The sun just came out for the first time in three days. It's been nothing but cold, driving rain otherwise. Such is Malagasy winter in the mountains of the Corridor.
I’m staying with my friend Mike and a few other PCVs at his house in Masomanga, a village near Ranomafana National Park. We’re here for about a week to learn about and help with an erosion project underway on one of the hills overlooking the town. In March, Tropical Depression Hubert dumped a huge amount of water on the southeastern part of the island. One side of the hilltop here collapsed as a result. The landslide didn’t threaten any houses or the town itself, but it was seriously problematic for another reason: The collapse begins at the base of a massive cell tower.
So now Orange, the provider that built the tower, is paying for an erosion control project that involves terracing the hilltop where the collapse happened, planting vetiver grass—a species from India being used more and more widely because it grows quickly, is a survivor, and puts roots down seven meters—and hopefully saving the cell tower structure from toppling down the mountainside. The project director told us that it’s the most difficult operation he’s undertaken, and one of the terraces gave way two days ago, complicating our schedule a bit. We’ve surveyed the site and learned about the control process; hopefully we’ll be able to help more on the hill and plant the grass over the next few days.
In addition to the work we’re doing, we’ve found time to explore the area, which is one of the most popular national park destinations in Madagascar. Ranomafana means “hot water,” the region taking its name from the hot springs nearby. During colonial times, the French constructed spring-fed thermal baths, a pool, and a hotel complex. The hotel has since fallen into disuse and disrepair, but the baths and pool are still maintained, and we made visits to both (and spotted white-faced brown lemurs in the trees overhead). We also went on a guided hike in the national park itself, during which we saw a troupe of golden bamboo lemurs and a single, critically-endangered greater bamboo lemur (there are only four in the park; our guide kept repeating how lucky we were to have found one), and trekked to a waterfall in the forest. Another waterfall nearby has a hydroelectric installation, so we hiked there and toured the facility, which produces about 5.6 MW for the surrounding towns and the cities of Fianarantsoa and Ambalavao.

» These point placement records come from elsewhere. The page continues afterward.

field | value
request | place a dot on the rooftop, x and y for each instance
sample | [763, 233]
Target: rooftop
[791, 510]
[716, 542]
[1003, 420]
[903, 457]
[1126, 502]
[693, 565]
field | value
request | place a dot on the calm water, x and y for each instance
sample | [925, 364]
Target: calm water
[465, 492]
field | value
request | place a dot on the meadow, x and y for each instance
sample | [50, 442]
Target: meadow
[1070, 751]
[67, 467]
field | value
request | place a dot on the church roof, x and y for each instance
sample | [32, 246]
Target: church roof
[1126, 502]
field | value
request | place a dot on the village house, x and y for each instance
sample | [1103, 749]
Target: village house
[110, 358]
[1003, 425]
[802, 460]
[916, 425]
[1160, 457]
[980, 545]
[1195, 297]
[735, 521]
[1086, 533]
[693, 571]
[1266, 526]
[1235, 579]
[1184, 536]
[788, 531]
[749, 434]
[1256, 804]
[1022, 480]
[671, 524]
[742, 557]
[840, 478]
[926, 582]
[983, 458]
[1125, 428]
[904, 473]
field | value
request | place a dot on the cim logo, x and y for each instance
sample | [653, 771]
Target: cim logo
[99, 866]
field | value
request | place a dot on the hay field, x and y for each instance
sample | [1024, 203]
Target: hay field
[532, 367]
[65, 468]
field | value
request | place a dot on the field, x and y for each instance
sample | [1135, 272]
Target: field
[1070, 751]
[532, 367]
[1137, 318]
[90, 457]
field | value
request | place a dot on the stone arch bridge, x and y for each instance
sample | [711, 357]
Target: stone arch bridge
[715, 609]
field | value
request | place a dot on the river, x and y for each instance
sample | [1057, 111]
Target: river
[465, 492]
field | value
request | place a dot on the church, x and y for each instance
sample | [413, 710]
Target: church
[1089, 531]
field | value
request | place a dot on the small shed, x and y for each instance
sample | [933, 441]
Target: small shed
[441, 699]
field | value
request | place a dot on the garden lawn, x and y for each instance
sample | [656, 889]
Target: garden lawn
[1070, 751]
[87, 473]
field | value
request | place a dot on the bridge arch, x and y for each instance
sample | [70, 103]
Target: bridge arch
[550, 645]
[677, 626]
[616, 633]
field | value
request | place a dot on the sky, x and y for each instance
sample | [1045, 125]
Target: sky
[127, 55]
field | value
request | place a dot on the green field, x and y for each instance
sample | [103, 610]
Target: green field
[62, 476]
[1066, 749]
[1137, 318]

I was also here for the Fourth. It wasn’t quite the same as a cookout back home, but we celebrated properly with a hearty lunch of beer, barbeque beef, and fries. That night, Eileen, the director of Valbio Center, a world-class research facility close to the park entrance, had us and her American and Malagasy coworkers over for drinks. Afterward, we walked to the nearby Hotel Manja for dinner. The food was great, the company better. It was a particular and unexpected honor to meet and talk with Dr. Pat Wright, a famous primatologist who discovered the golden bamboo lemur here in 1986 and was the driving force behind the creation of Ranomafana National Park. This area has become a model for conservation and sustainable development, largely because of her dedication and force of will. The few stories she shared were entertaining and encouraging, and I hope our paths cross again in the future.
I also talked at length with Eileen and Pascal, a Malagasy researcher, about work they’re doing in the Vondrozo Corridor (my neighborhood) to train local VOIs and other forest villagers in conservation monitoring techniques. They should be making a trip down later this month and are scheduled to come back in August with a team from National Geographic.
Needless to say, I’m hoping to tag along.